RAPPEL DES FAITS, PROCÉDURE ET MOYENS DES PARTIES Mme [W] [I], épouse [L], née en 1955, a été engagée par la SAS Nestlé France, par un contrat de travail à durée indéterminée à compter du 4 septembre 2007 en qualité de Directrice générale des relations extérieures et affaires publiques.
Mme [L] a également créé la Fondation Nestlé France dont elle a pris la direction en 2010.
Les relations contractuelles entre les parties étaient soumises à la convention collective nationale de l'industrie laitière.
Le 30 mars 2016 a eu lieu le tournage d'une émission Cash Investigation dans les locaux de Nestlé France au cours de laquelle Mme [L] agissait en tant que représentante de la société Nestlé auprès de la journaliste [Z] [T].
Cette émission a été diffusée le 13 septembre 2016 sur France 2 à 20h50.

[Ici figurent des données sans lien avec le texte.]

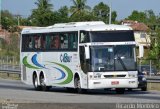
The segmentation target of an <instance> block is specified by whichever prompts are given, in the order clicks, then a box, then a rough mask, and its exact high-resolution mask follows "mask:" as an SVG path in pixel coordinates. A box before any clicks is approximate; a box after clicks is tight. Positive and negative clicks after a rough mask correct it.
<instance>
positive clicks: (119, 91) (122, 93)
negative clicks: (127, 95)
mask: <svg viewBox="0 0 160 109" xmlns="http://www.w3.org/2000/svg"><path fill="white" fill-rule="evenodd" d="M124 92H125V88H116V93H117V94H124Z"/></svg>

A la suite de cette diffusion, par lettre datée du 3 octobre 2016, Mme [L] a été convoquée à un entretien préalable fixé au 13 octobre suivant.
Mme [L] a ensuite été licenciée par lettre datée du 8 novembre 2016 pour cause réelle et sérieuse.
Elle a été dispensée de l'exécution de son préavis et la clause de non concurrence a été levée.
A la date du licenciement, Mme [L] avait une ancienneté de 9 ans et 2 mois et la société Nestlé France occupait à titre habituel plus de dix salariés.
Contestant à titre principal la validité et à titre subsidiaire la légitimité de son licenciement et réclamant diverses indemnités, Mme [L] a saisi le 27 février 2017 le conseil de prud'hommes de Meaux qui, par jugement du 19 septembre 2019, auquel la cour se réfère pour l'exposé de la procédure antérieure et des prétentions initiales des parties, a statué comme suit : - Déboute Mme [W] [L] de la totalité de ses demandes, - Déboute la SAS Nestlé France de ses demandes reconventionnelles, - Laisse les dépens éventuels à la charge de Mme [W] [L].
Par déclaration du 23 octobre 2019, Mme [L] a interjeté appel de cette décision, notifiée par lettre du greffe adressée aux parties le 2 octobre 2019.
Dans ses dernières conclusions adressées au greffe par le réseau privé virtuel des avocats le 26 octobre 2021, Mme [L] demande à la cour de : - débouter la société Nestlé France de sa demande tendant à voir la cour déclarer Mme [L] irrecevable en son appel.
Il est demandé à la Cour de réformer le jugement rendu par la Conseil de prudhommes de Meaux et en conséquence il est demandé à la Cour de : - ordonner la nullité du licenciement de Mme [L]. - condamner la Société Nestlé France à réparer le préjudice subi par Mme [L] soit la somme de 2 506 792 euros net social.
Subsidiairement à défaut de nullité du licenciement : - Dire et juger que le licenciement de Mme [L] est sans cause réelle et sérieuse. - condamner la société Nestlé France à une indemnité pour licenciement sans cause réelle et sérieuse d'un montant de 2 506 792 euros net social.